COLUMBIA — Gen. David Petraeus’ much-anticipated testimony in front of Congress on Monday incited a reaction from prominent Missouri officials and experts.
• U.S. Sen. Claire McCaskill, D-Mo., said in a radio statement that there still needed to be explanations on why benchmarks were not being met in Iraq, but Petraeus’ intentions to withdraw U.S. troops is good news. She said previous conversation had been too focused on two extreme choices concerning Iraq.
“I don’t think any of us in Washington want an expeditious drawdown of all our troops in Iraq. And on the other hand, I don’t think most people in America want us to continue to stand in the middle of civil war. I think there is something in between,” McCaskill said.
• U.S. Sen. Kit Bond, R-Mo., said in a written statement Tuesday that he thinks the worst-case scenario would be for Congress to ignore military leaders. Bond said he believes there has been progress in Iraq, progress he witnessed during a trip to the country earlier this year and progress he's heard about in reports from troops. He also said that he agreed with the testimony that a quick withdrawal of troops would lead to a spread of violence and chaos across the region.

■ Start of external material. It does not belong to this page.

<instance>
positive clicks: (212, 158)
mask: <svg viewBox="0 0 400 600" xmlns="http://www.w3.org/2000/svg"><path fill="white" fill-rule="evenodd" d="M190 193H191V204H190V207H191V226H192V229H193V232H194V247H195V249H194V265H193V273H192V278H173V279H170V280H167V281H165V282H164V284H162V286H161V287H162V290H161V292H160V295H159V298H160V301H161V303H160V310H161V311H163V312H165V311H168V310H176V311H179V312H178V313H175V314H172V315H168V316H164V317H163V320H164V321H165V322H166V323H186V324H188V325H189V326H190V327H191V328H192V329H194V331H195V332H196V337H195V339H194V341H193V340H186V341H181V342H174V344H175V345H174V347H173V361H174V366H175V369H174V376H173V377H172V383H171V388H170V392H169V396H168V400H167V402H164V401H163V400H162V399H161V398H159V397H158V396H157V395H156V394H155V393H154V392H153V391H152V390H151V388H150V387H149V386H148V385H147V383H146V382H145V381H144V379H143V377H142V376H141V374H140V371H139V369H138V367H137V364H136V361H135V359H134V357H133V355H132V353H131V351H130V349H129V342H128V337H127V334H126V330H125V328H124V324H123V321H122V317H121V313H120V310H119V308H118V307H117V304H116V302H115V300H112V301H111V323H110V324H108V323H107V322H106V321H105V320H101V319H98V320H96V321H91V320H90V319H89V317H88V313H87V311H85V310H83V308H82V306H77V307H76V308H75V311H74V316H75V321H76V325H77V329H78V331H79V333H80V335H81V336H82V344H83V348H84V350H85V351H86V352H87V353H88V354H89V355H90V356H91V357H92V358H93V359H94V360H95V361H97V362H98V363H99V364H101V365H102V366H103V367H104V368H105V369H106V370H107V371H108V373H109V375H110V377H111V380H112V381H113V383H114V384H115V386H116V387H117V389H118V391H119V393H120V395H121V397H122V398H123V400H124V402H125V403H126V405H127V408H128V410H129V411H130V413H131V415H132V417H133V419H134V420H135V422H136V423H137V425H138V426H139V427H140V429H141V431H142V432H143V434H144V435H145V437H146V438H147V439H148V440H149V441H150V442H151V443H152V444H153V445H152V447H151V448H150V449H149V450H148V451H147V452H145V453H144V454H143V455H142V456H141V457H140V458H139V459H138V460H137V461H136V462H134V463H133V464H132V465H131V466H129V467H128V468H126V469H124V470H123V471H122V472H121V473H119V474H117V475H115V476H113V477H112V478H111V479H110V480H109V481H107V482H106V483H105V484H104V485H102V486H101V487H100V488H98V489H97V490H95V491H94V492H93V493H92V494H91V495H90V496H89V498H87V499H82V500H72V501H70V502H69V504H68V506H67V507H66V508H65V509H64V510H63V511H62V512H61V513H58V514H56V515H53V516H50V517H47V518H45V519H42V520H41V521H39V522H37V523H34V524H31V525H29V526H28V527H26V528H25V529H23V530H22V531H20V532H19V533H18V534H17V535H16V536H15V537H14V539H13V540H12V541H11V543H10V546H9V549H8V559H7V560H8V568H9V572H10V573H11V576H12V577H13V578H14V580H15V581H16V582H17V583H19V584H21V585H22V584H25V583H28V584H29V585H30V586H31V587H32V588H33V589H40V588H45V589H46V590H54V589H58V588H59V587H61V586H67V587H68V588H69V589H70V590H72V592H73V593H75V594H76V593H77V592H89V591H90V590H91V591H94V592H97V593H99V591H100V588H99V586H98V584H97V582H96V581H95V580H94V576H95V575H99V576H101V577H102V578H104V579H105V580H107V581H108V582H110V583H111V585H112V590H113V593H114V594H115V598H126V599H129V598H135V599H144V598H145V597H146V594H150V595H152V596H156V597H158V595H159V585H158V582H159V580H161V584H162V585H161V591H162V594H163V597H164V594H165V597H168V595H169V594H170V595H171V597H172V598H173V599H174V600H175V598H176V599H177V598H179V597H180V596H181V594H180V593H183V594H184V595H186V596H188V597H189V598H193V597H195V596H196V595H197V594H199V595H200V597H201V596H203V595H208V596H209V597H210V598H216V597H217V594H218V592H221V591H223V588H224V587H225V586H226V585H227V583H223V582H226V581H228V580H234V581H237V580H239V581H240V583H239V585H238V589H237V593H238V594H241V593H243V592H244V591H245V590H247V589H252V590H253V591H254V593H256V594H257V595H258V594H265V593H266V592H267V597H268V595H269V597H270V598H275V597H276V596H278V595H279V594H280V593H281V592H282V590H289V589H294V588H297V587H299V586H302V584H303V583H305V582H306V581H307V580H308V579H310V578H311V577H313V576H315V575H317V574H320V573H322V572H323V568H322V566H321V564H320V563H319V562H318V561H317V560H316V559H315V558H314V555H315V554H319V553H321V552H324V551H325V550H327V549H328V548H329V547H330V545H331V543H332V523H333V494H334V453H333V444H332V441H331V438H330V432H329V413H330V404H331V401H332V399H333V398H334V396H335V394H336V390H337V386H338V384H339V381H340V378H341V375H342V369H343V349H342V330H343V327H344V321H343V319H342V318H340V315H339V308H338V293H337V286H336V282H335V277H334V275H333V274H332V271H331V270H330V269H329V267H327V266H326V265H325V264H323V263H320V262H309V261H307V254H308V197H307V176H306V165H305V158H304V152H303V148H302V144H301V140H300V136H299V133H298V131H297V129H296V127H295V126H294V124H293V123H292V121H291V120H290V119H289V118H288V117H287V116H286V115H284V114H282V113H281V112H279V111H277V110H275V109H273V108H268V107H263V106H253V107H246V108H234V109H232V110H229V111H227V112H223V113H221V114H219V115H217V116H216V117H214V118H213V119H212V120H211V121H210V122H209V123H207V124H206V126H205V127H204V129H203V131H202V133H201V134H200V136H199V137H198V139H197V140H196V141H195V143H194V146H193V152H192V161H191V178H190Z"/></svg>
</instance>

“After a misdirected military strategy over the last two years, the new counterinsurgency strategy to clear, hold and build has brought Iraqi citizens to our side in the fight against al-Qaeda and other Islamic terrorists,” Bond said.
• U.S. Rep. Kenny Hulshof, R-Mo., said in a written statement that it is unfortunate that some were using the hearing as a political point instead of as a candid military evaluation. Hulshof agreed with Petraeus’ belief that U.S. objectives will be achieved over time.
“I am convinced that this is what the American people truly want from their leaders in Washington, and I believe that Gen. Petraeus’ recommendations are a good blueprint to continue those discussions,” Hulshof said.
• Retired Army Col. Steve Robinette, director of academic outreach at Missouri State University, said the surge strategy of using 15 service brigades in Iraq was designed to be a temporary policy. He said the drawdown in troop levels outlined by Petraeus is a necessary return to normal levels for U.S. forces in Iraq.
“The surge was designed to put more soldiers in so that we could get some stability and then return to normal levels,” Robinette said.
• Mark Haim, director of Mid-Missouri Peaceworks, said the question of whether the surge was successful was the wrong question for the American people to be asking. He said it was lies by the U.S. government and an illegal invasion which put the country in this position.
“Launching a war of aggression is both illegal and immoral,” Haim said. “Our troops should be withdrawn from Iraq, and reparations should be provided to the Iraqi people.”